JUPITER, Fla. -- After weeks of wondering who would win the Cardinals' fifth rotation spot and whether the one left out would end up in the bullpen or the Minors, it appears as if both Shelby Miller and Joe Kelly will have Major League jobs on Opening Day.
Saturday's news that Jason Motte was shut down with an elbow injury brought clarity to a pitching competition that seemingly had three pitchers -- Miller, Kelly and Fernando Salas -- competing for two roster spots. With an unanticipated opening now in the bullpen, all three are expected to make the team.
"That definitely makes a different scenario for us," manager Mike Matheny said. "It puts different people in different positions. But once again, we're going to continue to finish riding out a couple more days here, watch another start, see what we have. It definitely gives a different look to it."
The Cardinals have chosen to give Miller, not Kelly, the start Monday, which would seem to indicate how they are leaning. Miller, who tossed four scoreless innings in his start Tuesday, has been strong all spring in his pitch for a rotation spot.

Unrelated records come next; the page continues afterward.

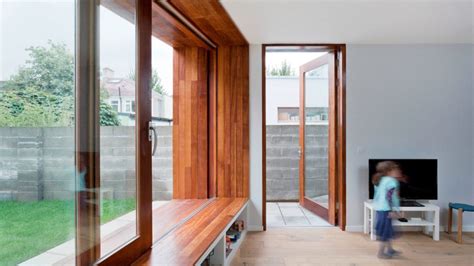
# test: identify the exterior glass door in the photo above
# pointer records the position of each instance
(317, 137)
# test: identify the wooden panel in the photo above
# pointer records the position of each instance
(232, 121)
(172, 213)
(341, 136)
(190, 123)
(186, 244)
(164, 25)
(212, 123)
(211, 19)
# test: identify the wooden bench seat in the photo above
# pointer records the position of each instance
(187, 244)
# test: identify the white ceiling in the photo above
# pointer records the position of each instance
(354, 21)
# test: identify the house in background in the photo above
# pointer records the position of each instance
(283, 100)
(121, 96)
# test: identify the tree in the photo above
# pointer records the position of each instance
(50, 69)
(155, 82)
(42, 92)
(284, 69)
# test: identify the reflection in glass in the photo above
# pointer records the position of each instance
(316, 134)
(117, 125)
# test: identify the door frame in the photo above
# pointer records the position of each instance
(328, 213)
(340, 52)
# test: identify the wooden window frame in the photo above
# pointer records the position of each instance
(340, 51)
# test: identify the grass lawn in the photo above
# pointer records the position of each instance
(30, 228)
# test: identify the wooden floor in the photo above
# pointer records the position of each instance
(330, 246)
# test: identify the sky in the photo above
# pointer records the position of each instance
(26, 23)
(295, 59)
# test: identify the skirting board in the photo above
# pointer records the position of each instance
(360, 228)
(255, 228)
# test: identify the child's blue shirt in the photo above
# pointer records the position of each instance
(386, 194)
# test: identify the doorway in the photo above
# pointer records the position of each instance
(303, 159)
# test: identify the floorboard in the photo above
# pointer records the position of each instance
(331, 246)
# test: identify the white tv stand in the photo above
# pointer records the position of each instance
(423, 221)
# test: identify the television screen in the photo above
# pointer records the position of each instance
(421, 178)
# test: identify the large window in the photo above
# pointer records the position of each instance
(37, 180)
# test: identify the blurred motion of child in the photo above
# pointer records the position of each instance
(386, 204)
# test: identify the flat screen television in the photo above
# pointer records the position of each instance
(422, 178)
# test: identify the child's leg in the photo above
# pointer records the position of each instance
(390, 250)
(381, 253)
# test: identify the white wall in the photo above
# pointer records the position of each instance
(285, 92)
(404, 101)
(255, 97)
(410, 101)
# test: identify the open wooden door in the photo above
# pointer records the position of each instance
(318, 137)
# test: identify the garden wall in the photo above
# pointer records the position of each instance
(283, 161)
(38, 163)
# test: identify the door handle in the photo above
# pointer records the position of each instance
(152, 136)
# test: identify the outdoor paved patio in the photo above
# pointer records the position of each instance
(281, 214)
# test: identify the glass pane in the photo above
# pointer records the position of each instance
(117, 124)
(316, 134)
(37, 179)
(162, 121)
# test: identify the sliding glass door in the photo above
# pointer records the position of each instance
(113, 149)
(37, 95)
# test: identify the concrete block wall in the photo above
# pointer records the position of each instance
(283, 161)
(38, 163)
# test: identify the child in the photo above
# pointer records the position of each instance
(386, 203)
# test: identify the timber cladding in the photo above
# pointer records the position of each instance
(190, 124)
(230, 111)
(233, 121)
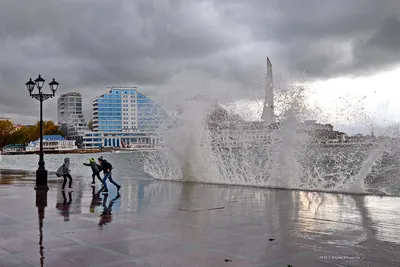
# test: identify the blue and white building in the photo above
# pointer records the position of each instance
(123, 117)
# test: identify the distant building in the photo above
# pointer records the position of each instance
(123, 117)
(124, 108)
(70, 116)
(52, 143)
(120, 140)
(18, 126)
(13, 148)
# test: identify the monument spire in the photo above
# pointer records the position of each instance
(268, 107)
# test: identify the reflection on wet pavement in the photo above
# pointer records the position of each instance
(186, 224)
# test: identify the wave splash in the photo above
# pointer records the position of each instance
(290, 159)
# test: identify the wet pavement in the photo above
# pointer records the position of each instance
(155, 223)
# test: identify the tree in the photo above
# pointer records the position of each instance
(6, 130)
(27, 134)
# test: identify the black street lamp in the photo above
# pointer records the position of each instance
(41, 173)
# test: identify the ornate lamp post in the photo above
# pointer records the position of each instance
(41, 173)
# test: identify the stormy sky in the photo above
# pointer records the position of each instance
(170, 48)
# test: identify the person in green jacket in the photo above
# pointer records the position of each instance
(95, 169)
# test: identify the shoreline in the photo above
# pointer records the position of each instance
(376, 194)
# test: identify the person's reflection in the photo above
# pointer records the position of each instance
(106, 215)
(65, 206)
(96, 200)
(41, 204)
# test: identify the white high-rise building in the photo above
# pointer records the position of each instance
(70, 116)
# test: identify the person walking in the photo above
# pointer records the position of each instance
(95, 170)
(66, 174)
(106, 167)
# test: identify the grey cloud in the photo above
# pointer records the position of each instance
(164, 45)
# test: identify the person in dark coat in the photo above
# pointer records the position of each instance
(106, 167)
(95, 170)
(66, 174)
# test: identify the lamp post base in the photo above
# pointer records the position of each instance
(41, 180)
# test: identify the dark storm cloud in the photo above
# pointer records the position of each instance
(88, 45)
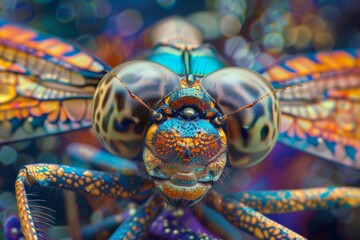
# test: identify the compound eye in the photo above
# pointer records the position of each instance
(252, 133)
(119, 120)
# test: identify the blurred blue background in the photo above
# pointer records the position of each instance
(250, 33)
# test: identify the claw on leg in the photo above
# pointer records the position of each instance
(299, 200)
(247, 219)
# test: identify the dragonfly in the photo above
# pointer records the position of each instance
(183, 115)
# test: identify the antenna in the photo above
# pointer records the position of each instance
(156, 115)
(220, 120)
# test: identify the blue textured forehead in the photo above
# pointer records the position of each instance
(190, 92)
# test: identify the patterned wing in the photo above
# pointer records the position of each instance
(323, 116)
(46, 84)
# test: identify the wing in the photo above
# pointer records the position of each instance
(323, 116)
(46, 84)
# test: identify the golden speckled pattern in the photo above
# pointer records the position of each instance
(75, 179)
(137, 226)
(118, 120)
(299, 200)
(248, 220)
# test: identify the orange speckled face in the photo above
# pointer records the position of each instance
(185, 154)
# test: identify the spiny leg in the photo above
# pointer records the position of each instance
(108, 224)
(70, 178)
(137, 226)
(220, 227)
(170, 226)
(299, 200)
(247, 219)
(83, 153)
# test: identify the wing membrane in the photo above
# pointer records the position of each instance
(323, 116)
(46, 84)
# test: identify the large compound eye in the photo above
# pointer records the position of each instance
(252, 132)
(119, 120)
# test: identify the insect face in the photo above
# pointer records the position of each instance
(185, 152)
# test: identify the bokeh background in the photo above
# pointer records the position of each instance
(250, 33)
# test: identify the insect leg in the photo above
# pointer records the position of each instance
(247, 219)
(220, 227)
(299, 200)
(70, 178)
(137, 226)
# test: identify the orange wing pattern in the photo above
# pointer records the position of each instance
(46, 84)
(323, 116)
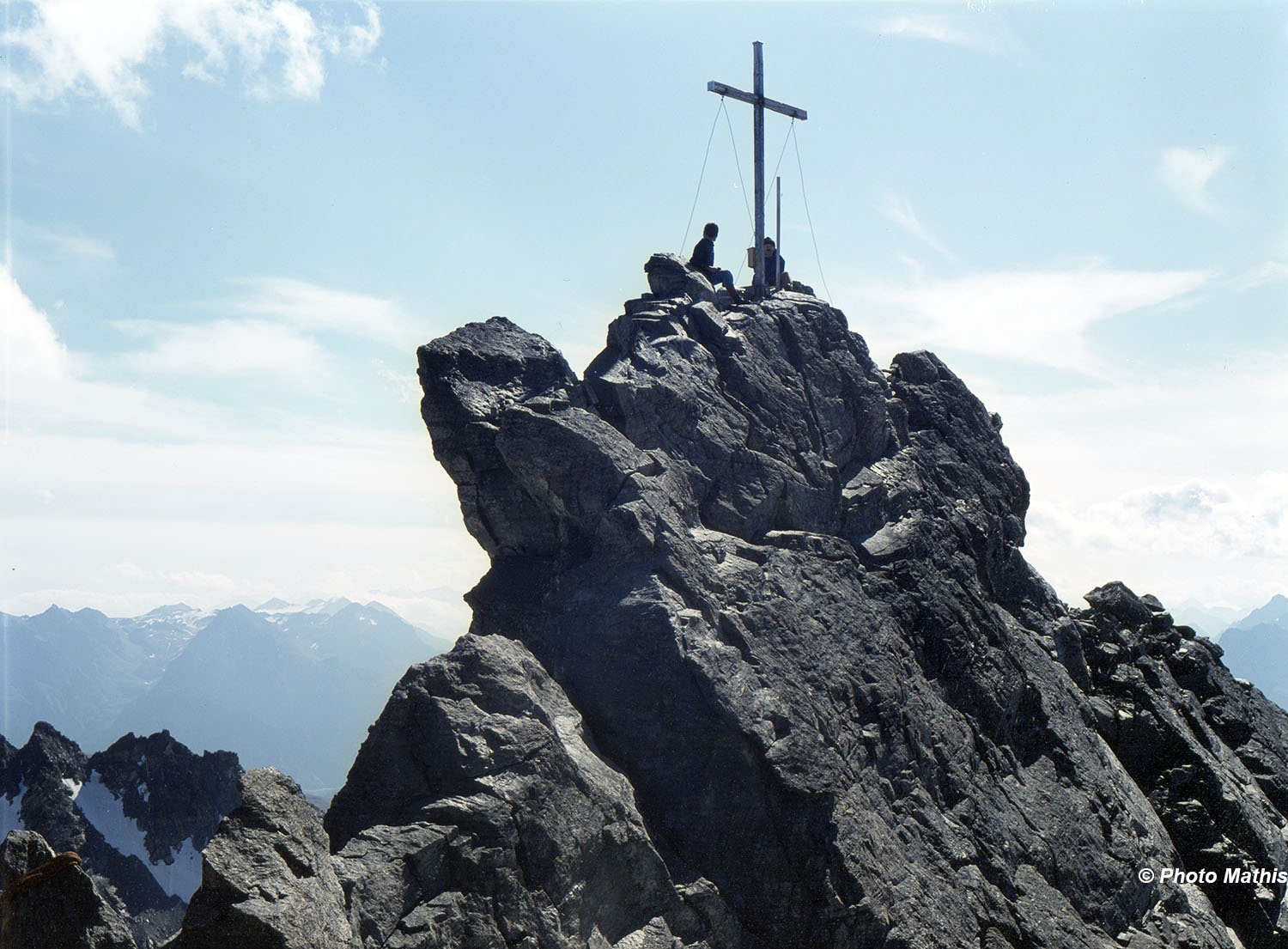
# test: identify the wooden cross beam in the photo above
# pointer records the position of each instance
(759, 103)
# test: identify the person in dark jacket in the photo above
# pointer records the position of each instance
(705, 260)
(775, 265)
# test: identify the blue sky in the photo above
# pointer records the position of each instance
(231, 222)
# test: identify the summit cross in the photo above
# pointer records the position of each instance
(759, 103)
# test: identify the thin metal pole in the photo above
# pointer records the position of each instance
(759, 142)
(778, 234)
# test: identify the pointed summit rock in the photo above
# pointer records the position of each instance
(757, 616)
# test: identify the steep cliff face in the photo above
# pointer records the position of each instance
(759, 662)
(138, 814)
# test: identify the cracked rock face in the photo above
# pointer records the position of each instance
(759, 662)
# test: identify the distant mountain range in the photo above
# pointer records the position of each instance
(283, 685)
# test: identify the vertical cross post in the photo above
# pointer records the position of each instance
(759, 103)
(757, 138)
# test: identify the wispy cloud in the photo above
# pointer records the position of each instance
(33, 350)
(1187, 172)
(1035, 317)
(317, 308)
(1171, 538)
(901, 213)
(976, 28)
(59, 49)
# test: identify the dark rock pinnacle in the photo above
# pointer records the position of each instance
(759, 663)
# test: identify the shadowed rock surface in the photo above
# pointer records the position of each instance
(51, 903)
(759, 663)
(267, 879)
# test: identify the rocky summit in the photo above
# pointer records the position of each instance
(759, 663)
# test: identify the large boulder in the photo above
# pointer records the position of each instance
(670, 276)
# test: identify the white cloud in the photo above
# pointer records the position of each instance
(899, 211)
(100, 51)
(1036, 317)
(1188, 172)
(224, 347)
(1261, 275)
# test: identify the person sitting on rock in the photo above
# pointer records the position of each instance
(705, 262)
(775, 265)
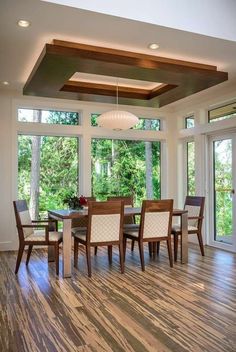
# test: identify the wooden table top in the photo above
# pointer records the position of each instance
(73, 214)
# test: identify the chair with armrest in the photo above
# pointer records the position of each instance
(35, 233)
(155, 226)
(195, 207)
(105, 228)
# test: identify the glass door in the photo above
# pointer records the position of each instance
(222, 209)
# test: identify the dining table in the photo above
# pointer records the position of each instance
(66, 216)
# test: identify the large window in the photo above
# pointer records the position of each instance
(191, 168)
(123, 167)
(47, 171)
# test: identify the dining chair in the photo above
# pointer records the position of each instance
(155, 226)
(35, 233)
(129, 221)
(80, 224)
(105, 228)
(195, 207)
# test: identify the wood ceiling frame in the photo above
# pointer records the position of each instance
(60, 60)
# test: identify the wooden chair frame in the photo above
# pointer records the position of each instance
(19, 206)
(101, 208)
(192, 201)
(152, 206)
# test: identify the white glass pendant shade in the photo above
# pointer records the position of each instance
(117, 120)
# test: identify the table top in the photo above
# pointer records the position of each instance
(73, 214)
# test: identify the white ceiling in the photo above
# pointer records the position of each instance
(20, 47)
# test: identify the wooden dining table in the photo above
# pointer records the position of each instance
(66, 217)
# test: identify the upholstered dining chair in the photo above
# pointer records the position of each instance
(129, 221)
(105, 228)
(155, 226)
(34, 233)
(195, 207)
(80, 224)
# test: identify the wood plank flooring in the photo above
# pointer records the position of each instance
(188, 308)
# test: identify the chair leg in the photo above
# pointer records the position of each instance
(132, 245)
(150, 248)
(88, 256)
(176, 241)
(124, 246)
(140, 246)
(29, 253)
(199, 236)
(121, 249)
(57, 258)
(109, 254)
(170, 251)
(76, 251)
(19, 256)
(154, 249)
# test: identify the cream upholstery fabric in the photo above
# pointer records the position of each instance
(176, 228)
(193, 211)
(39, 235)
(156, 224)
(105, 228)
(26, 220)
(81, 235)
(74, 230)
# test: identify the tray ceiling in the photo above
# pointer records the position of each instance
(84, 72)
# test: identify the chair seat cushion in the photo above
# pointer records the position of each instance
(78, 229)
(39, 235)
(80, 235)
(131, 227)
(176, 228)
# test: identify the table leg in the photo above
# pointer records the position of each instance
(67, 248)
(184, 238)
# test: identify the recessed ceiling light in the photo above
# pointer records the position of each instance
(153, 46)
(23, 23)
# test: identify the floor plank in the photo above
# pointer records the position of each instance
(187, 308)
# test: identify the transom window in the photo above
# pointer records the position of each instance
(49, 116)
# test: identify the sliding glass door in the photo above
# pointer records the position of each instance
(222, 208)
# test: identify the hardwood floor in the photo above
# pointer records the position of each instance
(188, 308)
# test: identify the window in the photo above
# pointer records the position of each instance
(124, 167)
(189, 122)
(48, 116)
(144, 124)
(47, 171)
(222, 113)
(190, 168)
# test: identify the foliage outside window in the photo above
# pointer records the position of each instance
(222, 113)
(189, 122)
(191, 168)
(47, 169)
(124, 167)
(48, 116)
(144, 124)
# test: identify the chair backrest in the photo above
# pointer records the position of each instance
(105, 222)
(156, 218)
(82, 221)
(195, 207)
(128, 202)
(22, 215)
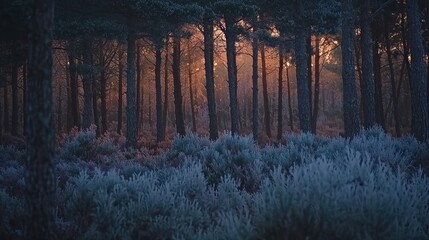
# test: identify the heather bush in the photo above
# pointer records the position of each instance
(369, 187)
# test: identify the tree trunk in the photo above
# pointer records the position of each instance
(191, 90)
(368, 87)
(350, 103)
(95, 105)
(24, 91)
(88, 111)
(289, 99)
(379, 109)
(14, 84)
(59, 109)
(166, 69)
(159, 122)
(280, 96)
(419, 107)
(255, 102)
(132, 128)
(178, 99)
(209, 71)
(231, 38)
(120, 83)
(40, 167)
(103, 91)
(309, 50)
(395, 97)
(267, 114)
(74, 85)
(304, 107)
(138, 86)
(6, 109)
(316, 84)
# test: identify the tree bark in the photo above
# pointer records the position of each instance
(120, 91)
(379, 109)
(138, 87)
(132, 128)
(267, 114)
(350, 103)
(14, 84)
(74, 85)
(178, 99)
(395, 97)
(304, 106)
(209, 72)
(419, 107)
(280, 96)
(231, 38)
(255, 102)
(191, 90)
(368, 87)
(159, 121)
(40, 167)
(309, 50)
(289, 99)
(24, 91)
(6, 109)
(166, 69)
(95, 105)
(316, 84)
(88, 111)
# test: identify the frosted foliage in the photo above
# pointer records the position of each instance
(370, 187)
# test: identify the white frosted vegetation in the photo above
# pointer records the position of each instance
(370, 187)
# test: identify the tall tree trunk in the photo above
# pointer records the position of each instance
(88, 95)
(158, 95)
(368, 87)
(255, 102)
(40, 167)
(95, 96)
(14, 84)
(132, 129)
(350, 103)
(209, 72)
(309, 50)
(138, 86)
(24, 91)
(166, 69)
(59, 109)
(231, 52)
(74, 85)
(191, 90)
(267, 114)
(178, 99)
(120, 91)
(6, 109)
(103, 90)
(289, 99)
(379, 109)
(280, 96)
(395, 97)
(304, 106)
(316, 83)
(419, 107)
(103, 100)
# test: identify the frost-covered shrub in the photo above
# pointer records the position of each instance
(12, 216)
(382, 147)
(352, 199)
(236, 156)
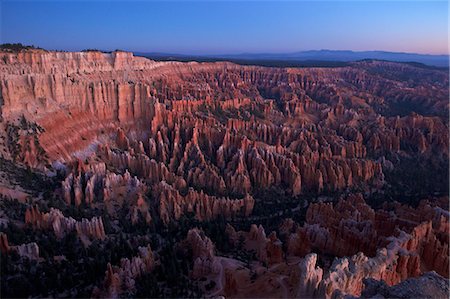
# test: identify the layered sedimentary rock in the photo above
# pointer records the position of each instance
(372, 244)
(429, 285)
(61, 225)
(119, 279)
(29, 250)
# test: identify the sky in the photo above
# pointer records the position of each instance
(227, 27)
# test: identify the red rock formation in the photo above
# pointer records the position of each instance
(61, 225)
(121, 279)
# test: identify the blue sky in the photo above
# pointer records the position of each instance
(223, 27)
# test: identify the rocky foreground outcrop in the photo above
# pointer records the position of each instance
(403, 248)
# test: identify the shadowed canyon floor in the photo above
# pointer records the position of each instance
(125, 177)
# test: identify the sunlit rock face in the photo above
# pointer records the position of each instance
(264, 182)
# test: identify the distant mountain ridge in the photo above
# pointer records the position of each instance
(319, 55)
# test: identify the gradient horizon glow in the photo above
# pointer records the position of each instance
(219, 27)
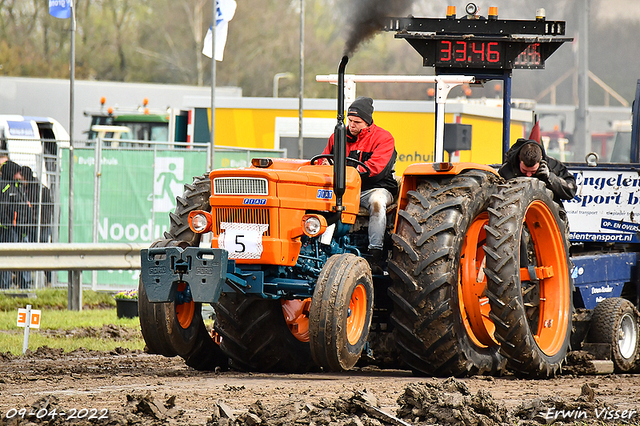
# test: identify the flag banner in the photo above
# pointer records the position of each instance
(224, 12)
(60, 8)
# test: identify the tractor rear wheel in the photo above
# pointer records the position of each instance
(340, 313)
(528, 281)
(615, 321)
(255, 335)
(440, 314)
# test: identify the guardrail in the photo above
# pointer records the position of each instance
(70, 256)
(73, 257)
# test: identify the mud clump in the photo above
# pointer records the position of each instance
(450, 402)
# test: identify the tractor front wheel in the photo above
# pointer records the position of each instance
(340, 313)
(173, 328)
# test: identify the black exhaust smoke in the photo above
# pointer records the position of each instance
(364, 18)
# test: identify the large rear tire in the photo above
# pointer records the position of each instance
(440, 312)
(256, 337)
(340, 313)
(615, 321)
(532, 316)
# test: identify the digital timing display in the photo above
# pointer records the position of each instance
(483, 54)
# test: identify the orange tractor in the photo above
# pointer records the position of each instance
(475, 281)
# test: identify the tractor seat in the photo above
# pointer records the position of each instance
(363, 212)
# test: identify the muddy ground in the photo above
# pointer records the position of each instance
(134, 388)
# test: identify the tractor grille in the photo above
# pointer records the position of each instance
(233, 215)
(240, 186)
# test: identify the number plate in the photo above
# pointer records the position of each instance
(242, 240)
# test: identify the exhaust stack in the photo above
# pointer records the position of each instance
(340, 141)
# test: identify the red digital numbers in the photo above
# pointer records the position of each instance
(445, 49)
(530, 57)
(461, 51)
(493, 55)
(469, 53)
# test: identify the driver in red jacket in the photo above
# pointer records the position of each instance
(375, 147)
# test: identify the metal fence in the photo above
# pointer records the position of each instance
(123, 192)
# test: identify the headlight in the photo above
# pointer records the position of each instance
(199, 222)
(313, 225)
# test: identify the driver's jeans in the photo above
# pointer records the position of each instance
(376, 201)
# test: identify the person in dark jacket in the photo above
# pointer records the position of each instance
(40, 198)
(528, 158)
(375, 147)
(15, 214)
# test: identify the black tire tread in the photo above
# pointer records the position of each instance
(425, 277)
(604, 327)
(506, 215)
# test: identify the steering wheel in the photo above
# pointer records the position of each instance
(329, 157)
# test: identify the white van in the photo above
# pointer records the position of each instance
(26, 138)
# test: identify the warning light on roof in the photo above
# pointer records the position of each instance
(451, 12)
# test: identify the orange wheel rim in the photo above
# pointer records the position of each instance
(357, 314)
(296, 315)
(474, 305)
(185, 311)
(551, 268)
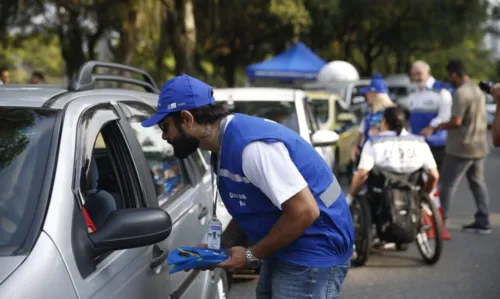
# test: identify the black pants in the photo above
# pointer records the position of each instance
(438, 153)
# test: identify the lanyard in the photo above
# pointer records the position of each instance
(215, 180)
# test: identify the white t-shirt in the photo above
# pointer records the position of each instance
(431, 101)
(269, 167)
(400, 155)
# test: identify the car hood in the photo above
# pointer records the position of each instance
(9, 265)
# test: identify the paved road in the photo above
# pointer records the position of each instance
(469, 267)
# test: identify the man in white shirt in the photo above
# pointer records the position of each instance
(430, 106)
(395, 150)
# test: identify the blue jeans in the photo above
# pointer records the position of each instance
(283, 280)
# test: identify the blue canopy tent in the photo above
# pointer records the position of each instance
(296, 63)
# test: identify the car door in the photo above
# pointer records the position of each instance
(106, 164)
(180, 191)
(326, 151)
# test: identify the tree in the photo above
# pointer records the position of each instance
(234, 34)
(180, 27)
(383, 35)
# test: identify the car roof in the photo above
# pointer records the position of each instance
(56, 97)
(28, 95)
(258, 94)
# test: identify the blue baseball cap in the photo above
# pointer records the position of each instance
(180, 93)
(377, 85)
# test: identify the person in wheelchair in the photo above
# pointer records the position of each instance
(395, 150)
(393, 166)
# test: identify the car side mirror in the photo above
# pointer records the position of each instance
(324, 138)
(131, 228)
(358, 100)
(346, 118)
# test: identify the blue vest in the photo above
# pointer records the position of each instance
(371, 120)
(421, 119)
(329, 240)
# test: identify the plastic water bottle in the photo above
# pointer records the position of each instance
(214, 234)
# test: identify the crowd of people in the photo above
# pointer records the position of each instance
(447, 133)
(36, 77)
(298, 216)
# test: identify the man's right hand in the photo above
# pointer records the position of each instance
(495, 92)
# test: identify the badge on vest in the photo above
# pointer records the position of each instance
(214, 233)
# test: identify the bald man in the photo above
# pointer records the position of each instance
(430, 106)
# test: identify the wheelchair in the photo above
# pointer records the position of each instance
(372, 216)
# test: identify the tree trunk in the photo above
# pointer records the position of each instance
(71, 41)
(159, 73)
(181, 30)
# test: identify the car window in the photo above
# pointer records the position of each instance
(312, 121)
(396, 93)
(284, 113)
(201, 162)
(320, 110)
(106, 187)
(25, 138)
(169, 173)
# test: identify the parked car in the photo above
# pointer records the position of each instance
(91, 202)
(352, 100)
(290, 107)
(330, 116)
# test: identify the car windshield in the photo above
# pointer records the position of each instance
(281, 112)
(398, 92)
(25, 138)
(320, 110)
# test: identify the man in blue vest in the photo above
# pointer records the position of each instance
(430, 106)
(275, 185)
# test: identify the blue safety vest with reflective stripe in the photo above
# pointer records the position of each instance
(329, 240)
(422, 113)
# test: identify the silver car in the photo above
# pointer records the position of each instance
(91, 202)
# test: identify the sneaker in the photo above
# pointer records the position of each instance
(477, 228)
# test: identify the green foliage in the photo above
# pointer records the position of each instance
(37, 52)
(383, 35)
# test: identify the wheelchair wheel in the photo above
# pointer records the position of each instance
(429, 236)
(402, 246)
(362, 220)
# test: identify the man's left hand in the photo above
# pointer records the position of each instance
(237, 259)
(427, 131)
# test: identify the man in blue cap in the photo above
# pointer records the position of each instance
(275, 185)
(377, 97)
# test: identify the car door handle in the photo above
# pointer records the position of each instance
(159, 256)
(203, 213)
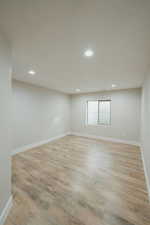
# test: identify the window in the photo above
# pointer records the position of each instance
(98, 112)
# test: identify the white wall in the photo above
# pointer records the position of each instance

If Miller gets it, Kelly could then slot into a relief role; Salas would, as well. The rest of the Cardinals' projected bullpen would include Mitchell Boggs, Edward Mujica, Trevor Rosenthal, Randy Choate and Marc Rzepczynski.
"We've got a good group of guys down there in the bullpen," Motte said. "We've had guys step in year in, year out, so I don't feel like anyone is in a panic."
With Boggs taking over as the team's closer, the Cardinals still need to define how they will cover the preceding innings. Mujica and Rosenthal figure to factor into that late-inning mix. Choate will, too, though his role will continue to be left-on-left specific.
"I think we certainly have the guys out there who can step into any role, any situation and be very, very good," Boggs said. "Even without Jason, our bullpen and the guys in that bullpen are extremely good. And when we get Jason back, we'll be that much better. We have to go out and take care of business and do the things that we can control. But if we do that, there's no reason that we can't be as good as anybody in the league."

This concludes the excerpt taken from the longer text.